DATA CENTERS ARE AT the heart of modern information technology infrastructure, but what’s demanded of them has changed and that will only accelerate in the future. Squaring the increasing mismatch between today’s data center and the future needs of the enterprise is the single biggest question IT organizations face.

In government, the issue to date has focused on how much money can be saved while providing the data processing capacity agencies need. It’s not a new concern. In 2005, Congress mandated a study of government data centers into an energy policy act that was delivered in 2007. The Energy Independence and Security Act of 2007 required agencies to improve their environmental, energy and economic performance.

That requirement was strengthened by Executive Order 13514. Issued in October 2009, it set sustainability goals focused on those same three areas for federal agencies. Last year, Congress introduced the Energy Efficient Government Technology Act, which puts the improvement of data center efficiency strategies front and center.

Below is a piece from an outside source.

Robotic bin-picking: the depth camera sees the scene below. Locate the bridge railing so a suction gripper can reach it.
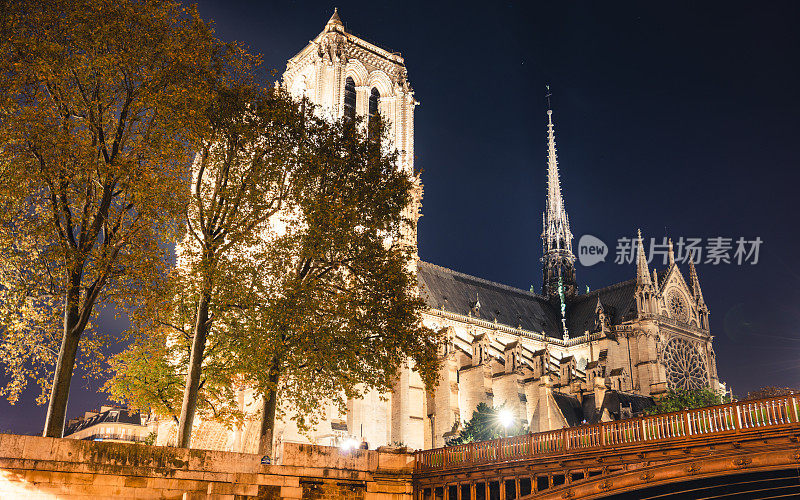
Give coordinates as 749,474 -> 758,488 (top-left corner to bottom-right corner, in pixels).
414,394 -> 800,472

“We think that could produce extraordinary results, because it requires the use of energy-efficient technologies,” Rep. Anna Eshoo (D-Calif.), a co-sponsor of the bill, said shortly after its introduction. Reports show that “data centers can waste 90 percent or more of the power they pull off the grid [and] we think government should be leading by example.”

The Government Accountability Office has projected that planned reductions in data center numbers and server consolidation could save as much as $150 billion to $200 billion by 2020.

Traditional data centers were built to last, but after 10 about years, their equipment becomes outdated. That makes them more prone to errors and mistakes in the data processing they do and to inefficiencies in operation. The most critical part of that is with cooling, which is the source of many of the complaints that have bedeviled the cost of running government data centers.

The cost of patching these data centers along the way, which means agencies have to spend capital they don’t have on facilities that are increasingly unable to meet their IT service requirements, is also a cause of complaint.

However, savings and energy efficiency are not the only requirements. The data center of the future also needs to be “better aligned with IT projects, which means it should add capacity when it’s needed, in the form it’s needed and at a generally lower unit cost than today,” said Daniel Bizo, a data center technologies analyst at 451 Research.

That requires a major rethink about how the next generation of data centers is designed and built. And a new generation is needed, he said, because “building a traditional data center is slow and expensive, which leads to substantial financial risks and limits any data center’s ability to react to changing needs effectively.”

Cloud, network and server virtualization, automated capacity provisioning, software-defined data centers, dynamic data storage architectures, and modular and prefabricated data centers are just some of the technologies that will be part of the next-generation data center.

But perhaps the biggest pointer to the expectations of these data centers will be in the way they are measured. Power usage efficiency (PUE) and, in some areas, water usage efficiency (WUE) have been the principal metrics. They’ll still be important, but going forward, it’s the manufacturing industries that will be a better proxy for data center operations, Bizo said, focused more on the effect of gross and operating margins, management of capital outlay, output, and utilization and unit costs.